The decision to move a person with Parkinson’s to a long-term care facility is a difficult and emotional one for families. It requires a candid assessment of the person’s abilities, needs, and rate of decline. planning for the future when the person with Parkinson’s can express his or her preferences and participate in care decisions makes the process easier. Planning also allows time to make a careful selection of the facilities that the person and family members consider best suited to the person’s needs. Most long-term care facilities have admissions coordinators on staff who can talk with families about care needs, services the facility provides, and financial matters.
Facility Licensing or Certification
All states have licensing requirements for residential care facilities, typically managed through the state’s department of health and social services, these requirements vary considerably among states. Choose a facility that meets Medicare and Medicaid standards, regardless of the financial status of the person with Parkinson’s, to assure the most consistent level of care. Ask to see documentation of licensing or certification. Also ask the facility as well as the state’s licensing agency to review all records for inspections and any disciplinary or censure actions. Additionally, look for a long-term care facility that is certified by an industry organization to meet industry-established standards of care. Finally, check with the local Better Business Bureau and similar organizations to see whether there are complaints about the way the facility does business.
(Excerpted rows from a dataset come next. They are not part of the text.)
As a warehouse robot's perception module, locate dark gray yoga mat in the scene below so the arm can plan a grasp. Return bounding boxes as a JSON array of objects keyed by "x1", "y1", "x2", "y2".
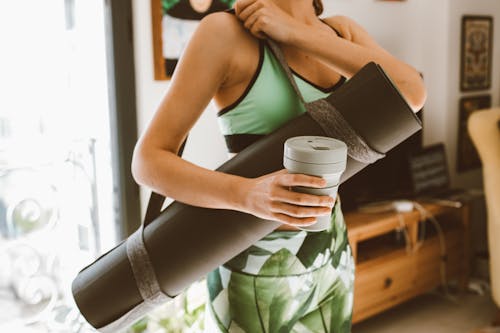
[{"x1": 72, "y1": 63, "x2": 421, "y2": 328}]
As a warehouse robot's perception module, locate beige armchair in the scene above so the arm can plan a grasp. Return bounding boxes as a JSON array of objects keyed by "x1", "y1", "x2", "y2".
[{"x1": 468, "y1": 108, "x2": 500, "y2": 324}]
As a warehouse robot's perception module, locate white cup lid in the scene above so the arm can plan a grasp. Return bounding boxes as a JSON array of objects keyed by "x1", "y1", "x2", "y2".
[{"x1": 284, "y1": 136, "x2": 347, "y2": 164}]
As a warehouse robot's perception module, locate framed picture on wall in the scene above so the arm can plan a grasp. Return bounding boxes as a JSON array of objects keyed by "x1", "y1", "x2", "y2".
[
  {"x1": 457, "y1": 95, "x2": 491, "y2": 172},
  {"x1": 460, "y1": 16, "x2": 493, "y2": 91},
  {"x1": 151, "y1": 0, "x2": 236, "y2": 80}
]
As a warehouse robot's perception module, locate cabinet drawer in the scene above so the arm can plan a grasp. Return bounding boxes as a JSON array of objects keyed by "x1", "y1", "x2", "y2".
[{"x1": 353, "y1": 250, "x2": 415, "y2": 321}]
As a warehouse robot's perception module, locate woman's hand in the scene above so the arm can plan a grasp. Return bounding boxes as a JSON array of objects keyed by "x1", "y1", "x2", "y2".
[
  {"x1": 234, "y1": 169, "x2": 335, "y2": 226},
  {"x1": 234, "y1": 0, "x2": 301, "y2": 44}
]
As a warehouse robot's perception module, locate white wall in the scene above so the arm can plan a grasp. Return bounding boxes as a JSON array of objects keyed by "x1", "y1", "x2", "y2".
[
  {"x1": 446, "y1": 0, "x2": 500, "y2": 187},
  {"x1": 133, "y1": 0, "x2": 500, "y2": 214},
  {"x1": 325, "y1": 0, "x2": 500, "y2": 188}
]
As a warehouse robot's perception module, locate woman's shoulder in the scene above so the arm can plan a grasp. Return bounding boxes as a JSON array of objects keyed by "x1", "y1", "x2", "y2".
[
  {"x1": 322, "y1": 15, "x2": 356, "y2": 40},
  {"x1": 198, "y1": 11, "x2": 254, "y2": 47}
]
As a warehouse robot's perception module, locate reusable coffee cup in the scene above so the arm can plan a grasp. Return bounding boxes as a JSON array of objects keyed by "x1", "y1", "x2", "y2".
[{"x1": 283, "y1": 136, "x2": 347, "y2": 231}]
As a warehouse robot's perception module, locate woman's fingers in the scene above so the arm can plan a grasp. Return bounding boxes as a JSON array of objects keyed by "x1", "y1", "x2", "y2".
[
  {"x1": 271, "y1": 187, "x2": 335, "y2": 207},
  {"x1": 277, "y1": 173, "x2": 326, "y2": 188},
  {"x1": 272, "y1": 213, "x2": 317, "y2": 227},
  {"x1": 271, "y1": 201, "x2": 332, "y2": 217}
]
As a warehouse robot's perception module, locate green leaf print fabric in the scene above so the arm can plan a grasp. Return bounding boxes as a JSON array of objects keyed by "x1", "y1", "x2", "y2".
[{"x1": 205, "y1": 198, "x2": 354, "y2": 333}]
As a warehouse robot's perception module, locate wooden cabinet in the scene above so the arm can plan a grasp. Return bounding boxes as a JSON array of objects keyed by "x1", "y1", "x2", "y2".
[{"x1": 345, "y1": 204, "x2": 469, "y2": 323}]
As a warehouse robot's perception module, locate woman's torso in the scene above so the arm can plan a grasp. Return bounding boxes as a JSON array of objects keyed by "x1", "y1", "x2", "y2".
[{"x1": 214, "y1": 14, "x2": 345, "y2": 230}]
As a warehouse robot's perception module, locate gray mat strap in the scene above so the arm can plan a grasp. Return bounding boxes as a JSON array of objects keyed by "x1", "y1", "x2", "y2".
[
  {"x1": 305, "y1": 99, "x2": 385, "y2": 164},
  {"x1": 267, "y1": 39, "x2": 385, "y2": 164},
  {"x1": 127, "y1": 224, "x2": 171, "y2": 306},
  {"x1": 95, "y1": 224, "x2": 172, "y2": 333}
]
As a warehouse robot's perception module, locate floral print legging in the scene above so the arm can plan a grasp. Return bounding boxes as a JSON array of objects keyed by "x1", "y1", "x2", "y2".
[{"x1": 205, "y1": 198, "x2": 355, "y2": 333}]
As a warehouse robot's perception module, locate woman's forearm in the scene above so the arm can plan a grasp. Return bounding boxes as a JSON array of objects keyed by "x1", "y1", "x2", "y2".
[
  {"x1": 132, "y1": 149, "x2": 245, "y2": 210},
  {"x1": 291, "y1": 27, "x2": 426, "y2": 111}
]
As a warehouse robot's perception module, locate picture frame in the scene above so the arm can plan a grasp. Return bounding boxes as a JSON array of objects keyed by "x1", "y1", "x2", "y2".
[
  {"x1": 460, "y1": 15, "x2": 493, "y2": 92},
  {"x1": 457, "y1": 95, "x2": 491, "y2": 172},
  {"x1": 150, "y1": 0, "x2": 236, "y2": 81}
]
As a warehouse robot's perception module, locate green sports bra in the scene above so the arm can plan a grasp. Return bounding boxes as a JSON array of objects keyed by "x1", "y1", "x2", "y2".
[{"x1": 217, "y1": 39, "x2": 345, "y2": 153}]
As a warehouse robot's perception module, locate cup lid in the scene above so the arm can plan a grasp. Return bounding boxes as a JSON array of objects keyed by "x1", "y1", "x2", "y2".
[{"x1": 284, "y1": 136, "x2": 347, "y2": 164}]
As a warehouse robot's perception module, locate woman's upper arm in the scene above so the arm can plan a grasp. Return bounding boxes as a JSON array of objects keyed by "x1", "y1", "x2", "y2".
[
  {"x1": 138, "y1": 13, "x2": 237, "y2": 153},
  {"x1": 325, "y1": 15, "x2": 381, "y2": 49}
]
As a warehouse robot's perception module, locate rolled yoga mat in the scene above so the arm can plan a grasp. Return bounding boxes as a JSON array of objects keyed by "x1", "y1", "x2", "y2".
[{"x1": 72, "y1": 63, "x2": 421, "y2": 331}]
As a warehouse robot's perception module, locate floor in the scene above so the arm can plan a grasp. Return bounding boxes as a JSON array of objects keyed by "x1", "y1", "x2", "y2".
[{"x1": 352, "y1": 292, "x2": 495, "y2": 333}]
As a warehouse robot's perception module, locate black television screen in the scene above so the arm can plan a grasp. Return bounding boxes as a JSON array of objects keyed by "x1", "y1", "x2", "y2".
[{"x1": 339, "y1": 111, "x2": 423, "y2": 211}]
Visit the long-term care facility several times. It is good to schedule an appointment with the facility’s admissions coordinator or director and to have an escorted tour of the facility to see all areas of interest. It is also important to drop by the facility at varying times during the day, to get a sense of the level of activity, efforts and attitude of the staff, and overall operational mode of the facility. These drop-in visits should include a brief look at common areas such as dining rooms as well as walking down corridors where resident rooms are located. Some facilities ask all visitors to check in at the office; if this is the case, someone should be available to walk along on the “tour” if the facility requires this. Be leery of any facility that allows visits only with scheduled appointments.
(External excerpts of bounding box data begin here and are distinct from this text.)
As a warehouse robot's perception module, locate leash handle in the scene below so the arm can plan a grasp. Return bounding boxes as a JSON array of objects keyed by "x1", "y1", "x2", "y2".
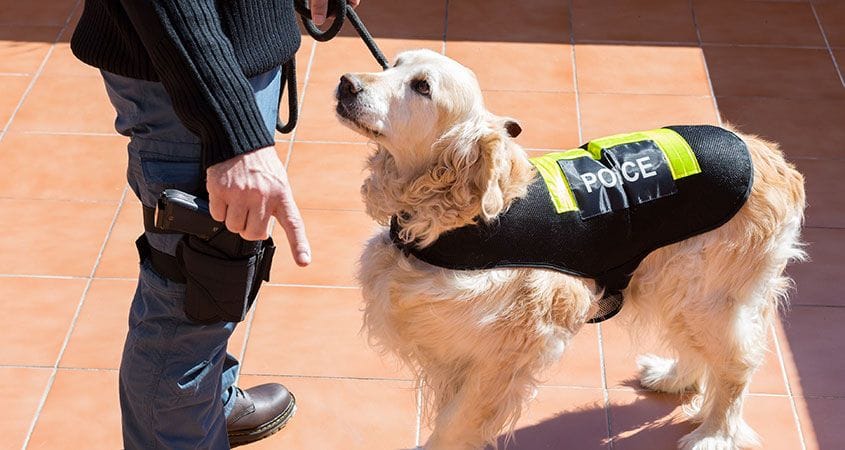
[
  {"x1": 346, "y1": 5, "x2": 390, "y2": 70},
  {"x1": 276, "y1": 0, "x2": 390, "y2": 134},
  {"x1": 293, "y1": 0, "x2": 346, "y2": 42},
  {"x1": 276, "y1": 56, "x2": 299, "y2": 134}
]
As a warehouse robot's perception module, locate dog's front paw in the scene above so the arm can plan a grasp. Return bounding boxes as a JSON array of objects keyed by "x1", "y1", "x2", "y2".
[
  {"x1": 678, "y1": 431, "x2": 739, "y2": 450},
  {"x1": 678, "y1": 421, "x2": 760, "y2": 450},
  {"x1": 637, "y1": 354, "x2": 698, "y2": 394}
]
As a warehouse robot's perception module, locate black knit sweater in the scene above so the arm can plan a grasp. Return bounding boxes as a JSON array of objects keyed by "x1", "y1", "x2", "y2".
[{"x1": 71, "y1": 0, "x2": 300, "y2": 167}]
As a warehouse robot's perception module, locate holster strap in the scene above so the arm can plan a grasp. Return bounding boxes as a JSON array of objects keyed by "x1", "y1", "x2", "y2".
[
  {"x1": 143, "y1": 205, "x2": 178, "y2": 234},
  {"x1": 135, "y1": 234, "x2": 187, "y2": 283}
]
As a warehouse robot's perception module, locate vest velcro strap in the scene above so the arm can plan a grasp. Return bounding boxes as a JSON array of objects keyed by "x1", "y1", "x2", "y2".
[{"x1": 135, "y1": 234, "x2": 186, "y2": 283}]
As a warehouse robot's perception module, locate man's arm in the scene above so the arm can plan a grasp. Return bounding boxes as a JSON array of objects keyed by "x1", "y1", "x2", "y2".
[{"x1": 121, "y1": 0, "x2": 311, "y2": 265}]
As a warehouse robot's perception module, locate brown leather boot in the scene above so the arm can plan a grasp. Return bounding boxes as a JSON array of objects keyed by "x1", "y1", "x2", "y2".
[{"x1": 226, "y1": 383, "x2": 296, "y2": 447}]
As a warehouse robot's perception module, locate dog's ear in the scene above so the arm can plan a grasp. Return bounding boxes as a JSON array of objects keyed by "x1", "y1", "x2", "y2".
[
  {"x1": 505, "y1": 119, "x2": 522, "y2": 138},
  {"x1": 475, "y1": 128, "x2": 508, "y2": 220}
]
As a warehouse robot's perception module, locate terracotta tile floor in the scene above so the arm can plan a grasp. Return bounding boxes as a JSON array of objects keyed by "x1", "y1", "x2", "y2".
[{"x1": 0, "y1": 0, "x2": 845, "y2": 450}]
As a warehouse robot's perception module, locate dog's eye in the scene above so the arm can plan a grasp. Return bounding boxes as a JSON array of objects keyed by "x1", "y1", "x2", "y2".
[{"x1": 411, "y1": 80, "x2": 431, "y2": 97}]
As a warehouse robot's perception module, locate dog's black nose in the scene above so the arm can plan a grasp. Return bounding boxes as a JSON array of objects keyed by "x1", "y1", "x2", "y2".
[{"x1": 337, "y1": 73, "x2": 364, "y2": 98}]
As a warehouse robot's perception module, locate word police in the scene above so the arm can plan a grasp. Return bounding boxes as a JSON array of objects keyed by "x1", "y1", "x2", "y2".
[{"x1": 580, "y1": 156, "x2": 660, "y2": 193}]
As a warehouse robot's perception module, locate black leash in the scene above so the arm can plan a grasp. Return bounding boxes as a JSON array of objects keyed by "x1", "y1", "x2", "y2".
[{"x1": 276, "y1": 0, "x2": 390, "y2": 134}]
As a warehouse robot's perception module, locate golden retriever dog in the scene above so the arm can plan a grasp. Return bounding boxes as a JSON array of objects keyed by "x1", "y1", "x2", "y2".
[{"x1": 336, "y1": 50, "x2": 804, "y2": 450}]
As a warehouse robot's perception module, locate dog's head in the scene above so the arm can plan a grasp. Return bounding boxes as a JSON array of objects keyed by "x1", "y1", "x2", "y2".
[{"x1": 336, "y1": 50, "x2": 531, "y2": 245}]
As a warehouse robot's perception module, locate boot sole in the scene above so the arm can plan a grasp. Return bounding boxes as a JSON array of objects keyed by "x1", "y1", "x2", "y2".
[{"x1": 229, "y1": 393, "x2": 296, "y2": 448}]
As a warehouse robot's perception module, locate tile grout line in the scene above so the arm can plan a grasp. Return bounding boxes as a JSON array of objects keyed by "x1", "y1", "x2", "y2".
[
  {"x1": 567, "y1": 0, "x2": 584, "y2": 145},
  {"x1": 809, "y1": 2, "x2": 845, "y2": 87},
  {"x1": 0, "y1": 0, "x2": 82, "y2": 144},
  {"x1": 577, "y1": 38, "x2": 825, "y2": 50},
  {"x1": 285, "y1": 41, "x2": 317, "y2": 170},
  {"x1": 596, "y1": 323, "x2": 614, "y2": 450},
  {"x1": 414, "y1": 382, "x2": 423, "y2": 448},
  {"x1": 770, "y1": 324, "x2": 807, "y2": 450},
  {"x1": 687, "y1": 0, "x2": 723, "y2": 126},
  {"x1": 235, "y1": 41, "x2": 317, "y2": 383},
  {"x1": 567, "y1": 0, "x2": 614, "y2": 450},
  {"x1": 21, "y1": 184, "x2": 129, "y2": 450},
  {"x1": 440, "y1": 0, "x2": 449, "y2": 55}
]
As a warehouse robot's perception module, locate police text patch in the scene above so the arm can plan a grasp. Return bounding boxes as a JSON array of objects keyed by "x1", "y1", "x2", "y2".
[{"x1": 557, "y1": 140, "x2": 677, "y2": 219}]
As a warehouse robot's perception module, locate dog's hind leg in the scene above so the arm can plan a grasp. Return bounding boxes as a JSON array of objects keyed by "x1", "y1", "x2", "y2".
[
  {"x1": 425, "y1": 360, "x2": 535, "y2": 450},
  {"x1": 637, "y1": 351, "x2": 705, "y2": 394},
  {"x1": 680, "y1": 296, "x2": 770, "y2": 450}
]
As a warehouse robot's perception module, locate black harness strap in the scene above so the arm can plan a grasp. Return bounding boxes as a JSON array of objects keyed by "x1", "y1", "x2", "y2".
[{"x1": 276, "y1": 0, "x2": 390, "y2": 134}]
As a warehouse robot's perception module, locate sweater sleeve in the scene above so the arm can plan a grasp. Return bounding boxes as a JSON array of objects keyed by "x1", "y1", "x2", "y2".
[{"x1": 120, "y1": 0, "x2": 273, "y2": 167}]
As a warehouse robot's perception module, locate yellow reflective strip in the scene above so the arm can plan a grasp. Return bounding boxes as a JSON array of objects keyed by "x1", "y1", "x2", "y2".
[
  {"x1": 587, "y1": 128, "x2": 701, "y2": 180},
  {"x1": 643, "y1": 128, "x2": 701, "y2": 180},
  {"x1": 529, "y1": 149, "x2": 591, "y2": 214}
]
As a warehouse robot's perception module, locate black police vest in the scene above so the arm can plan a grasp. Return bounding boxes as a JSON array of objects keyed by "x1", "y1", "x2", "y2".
[{"x1": 390, "y1": 126, "x2": 754, "y2": 323}]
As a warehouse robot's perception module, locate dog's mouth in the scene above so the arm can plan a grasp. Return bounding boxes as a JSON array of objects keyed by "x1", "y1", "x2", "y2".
[{"x1": 335, "y1": 101, "x2": 382, "y2": 138}]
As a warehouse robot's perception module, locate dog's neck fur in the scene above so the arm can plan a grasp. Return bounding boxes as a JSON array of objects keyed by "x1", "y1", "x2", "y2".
[{"x1": 361, "y1": 128, "x2": 536, "y2": 247}]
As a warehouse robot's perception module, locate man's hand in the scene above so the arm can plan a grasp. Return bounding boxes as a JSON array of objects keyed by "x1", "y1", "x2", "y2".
[
  {"x1": 308, "y1": 0, "x2": 361, "y2": 26},
  {"x1": 206, "y1": 147, "x2": 311, "y2": 266}
]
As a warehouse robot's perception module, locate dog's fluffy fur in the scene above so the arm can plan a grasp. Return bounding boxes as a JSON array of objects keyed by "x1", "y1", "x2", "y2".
[{"x1": 337, "y1": 50, "x2": 804, "y2": 450}]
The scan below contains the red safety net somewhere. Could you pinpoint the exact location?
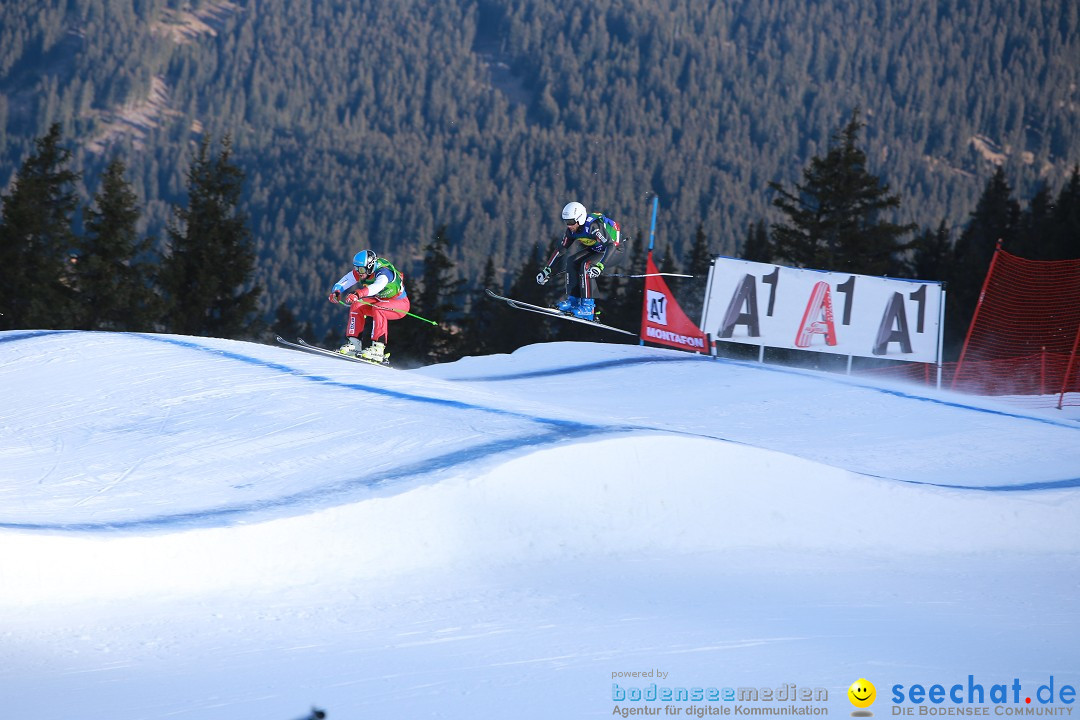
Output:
[864,247,1080,407]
On visits to facilities, pay attention to
• Cleanliness: Floors, walls, and furniture should look and feel clean. Corridors should be free of clutter such as wheelchairs, walkers, laundry carts, utility carts, and other objects that block clear passage. The facility should smell clean as well.
• Staff attitude and appearance: Do staff smile and greet residents and visitors? How do staff address residents? Are staff neatly dressed and groomed?
• Staff attentiveness: Do all staff appear engaged with resident care? How long do they take to answer call lights?
• Resident appearance: Are residents up in chairs or walking during the main part of the day? or do most residents appear to be lying in bed? Do residents appear clean, appropriately clothed, and comfortable? This is a key reason to visit at different times of the day, to get a sense of the facility’s routines and how residents spend their time.
• Activities: What level of organized or structured activities take place during the day? Do staff seem enthusiastic? Do residents actively participate? Are there a variety of activities to meet different interests and needs?
• Meals: Ask to walk through the dining room. Do meals look inviting? Do people appear to be enjoying their food? Are there enough staff to assist residents who need help?
• Medical care: Is it possible to identify staff who are nurses? Are medication and treatment carts attended or left standing in corridors? Do staff wash their hands before and after providing any personal care or services for residents?
Neither Medicare nor medical insurance pays for a person’s stay in a long-term care facility so it is crucial to consider financial concerns in advance. Costs can range from $40,000 to well over $100,000 a year, depending on the geographic location, the spectrum of services the facility offers, and the person’s needs. Because many families soon exhaust their resources, financial planning is essential. Each person’s circumstances are unique; the long-term care facility’s admissions coordinator typically can provide suggestions and recommendations for the most effective management of financial matters, including evaluation of resources, long-term care insurance, and applicable Medicare and Medicaid requirements.
For economic reasons long-term care facilities strive to keep their occupancy high. When it appears that the need for a long-term care setting is imminent, discuss a possible timeline with the facility’s admissions coordinator. Although facilities do not reserve space, they can plan to match availability with prospective residents.